純正義履行者(エクセシブファンズ)はどうやら全滅したようです」

「意外と早かったな」

 秘書の言葉に悪趣味なほど宝石が散りばめられた黄金な椅子に座った大柄の男がそう告げる。

 指には豪華な指輪がいくつもあり、咥えた葉巻は尋常なほど長い。

「だが計画通りだ」

 盛大に葉巻を吸って吐いた息は吐しゃ物のように臭いが、近くの秘書は息も止めずひたすらに我慢する。

 我慢しようとして我慢しきれず顔をしかめた秘書や、ばれないように鼻を抓んで耐えようとした秘書はもれなくクビになった。

 しかも行方知れずなので、もしかしたらどこかで殺されたのかもしれない。

 目の前の男はそういうことができる男だった。

「ではドン・ドンドンコイアーさま。手筈通りでよいのでしょうか」

「ああ。純正義履行者(エクセシブファンズ)は大いに役に立ってくれた」

 潰れかけのウィッカにお金を出資し、いつでも操れるようにしておいたのが功を奏した。

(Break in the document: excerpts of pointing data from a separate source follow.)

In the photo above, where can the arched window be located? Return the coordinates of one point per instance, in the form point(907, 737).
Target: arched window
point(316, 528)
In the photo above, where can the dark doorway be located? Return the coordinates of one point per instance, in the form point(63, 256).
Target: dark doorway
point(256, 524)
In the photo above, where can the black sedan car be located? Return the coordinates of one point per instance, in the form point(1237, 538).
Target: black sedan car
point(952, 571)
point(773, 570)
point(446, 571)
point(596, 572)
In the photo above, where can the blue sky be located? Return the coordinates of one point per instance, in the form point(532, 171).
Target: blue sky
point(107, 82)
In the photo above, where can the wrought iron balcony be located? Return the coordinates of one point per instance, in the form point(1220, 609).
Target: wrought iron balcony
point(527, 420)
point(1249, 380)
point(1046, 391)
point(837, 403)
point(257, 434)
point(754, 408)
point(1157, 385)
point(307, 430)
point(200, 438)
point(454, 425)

 こういうときに簡単に世論を操作できた。アリーを悪女に仕立て上げた黒幕こそがドンドンコイアーだった。

「マクファーレンが巻き込めたのも幸運だったな。やはりわしはついておる」

 イリュリアノー・マクファーレンがウィッカに情報を持ち込んだ、というのもドンドンコイアーにとってはついていた。

純正義履行者(エクセシブファンズ)を扇動したのはマクファーレン家ということにしております」

「それでいい。わしにとって邪魔な商売ばかりしおるマクファーレン家も失墜する」

 マクファーレン家はジゼルが商人に転身してから持ち前の冒険者の技能で素材を入手し、売りさばくことで財を築けていた。ドンドンコイアーと並んで三大商人と呼ばれることもある。商人としてなら一般知識だが冒険者で知る人間はごく一部だろう。

 そのマクファーレン家の一員であるイリュリアノーがどういうわけかウィッカに情報を持ち込んだ。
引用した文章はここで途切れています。